This software leads to:
- A complete sets of topics added instantly;
- A vast Leader Library, puts hundreds of standard HAZOP deviations;
- Add own custom topics to any section, to the library, or to the project template that
can be created;
- Copy, reorder, and renumber topics.
The record will be made during the session using laptop, and will be projected onto a
suitable screen so that all team members can see inputs to the record as it is produced.
4.5 HAZOP NODES
In order to perform the analysis and focus the team’s attention on a specific area, the
different process systems will be divided into a convenient number of discrete nodes. Each
node represents a section of the system that can be composed by one or more items with
homogeneous characteristics in terms of pressure, temperature or service. A new node
starts when main process parameters change or isolation is present.
4.6 HAZOP TEAM
The HAZOP shall be carried out by a multidisciplinary team to ensure all aspects of the plant
and its operations are covered. The team member’s specialists include process design,
instrumentation and control, mechanical engineering, safety and operation.
The chairman has to:
Select the team’s members
Plan and prepare the study,
Chair the HAZOP meetings: Trigger the discussion using guidewords and parameters,
Follow up progress, Ensure completeness of the analysis.

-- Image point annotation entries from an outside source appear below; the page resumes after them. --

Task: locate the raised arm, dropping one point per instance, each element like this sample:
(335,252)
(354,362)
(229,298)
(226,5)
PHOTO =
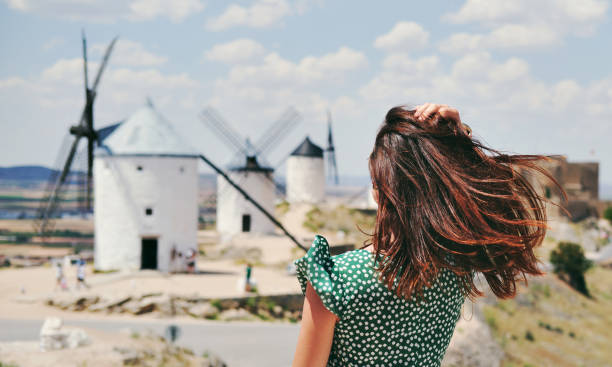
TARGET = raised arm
(316,332)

The team will include a nominated scribe, responsible for recording discussion and findings.
4.7 HAZOP FOLLOW UP
The HAZOP Actions Coordinator will be responsible for ensuring the Action Items are
forwarded to the parties responsible for action implementation, and for recording the status
of the actions.
The relevant discipline specialists should close-out the addressed actions, indicating the
resolution and providing references and evidence of implementation. The action sheet
completed with close-out information shall be returned to the HAZOP Actions Coordinator.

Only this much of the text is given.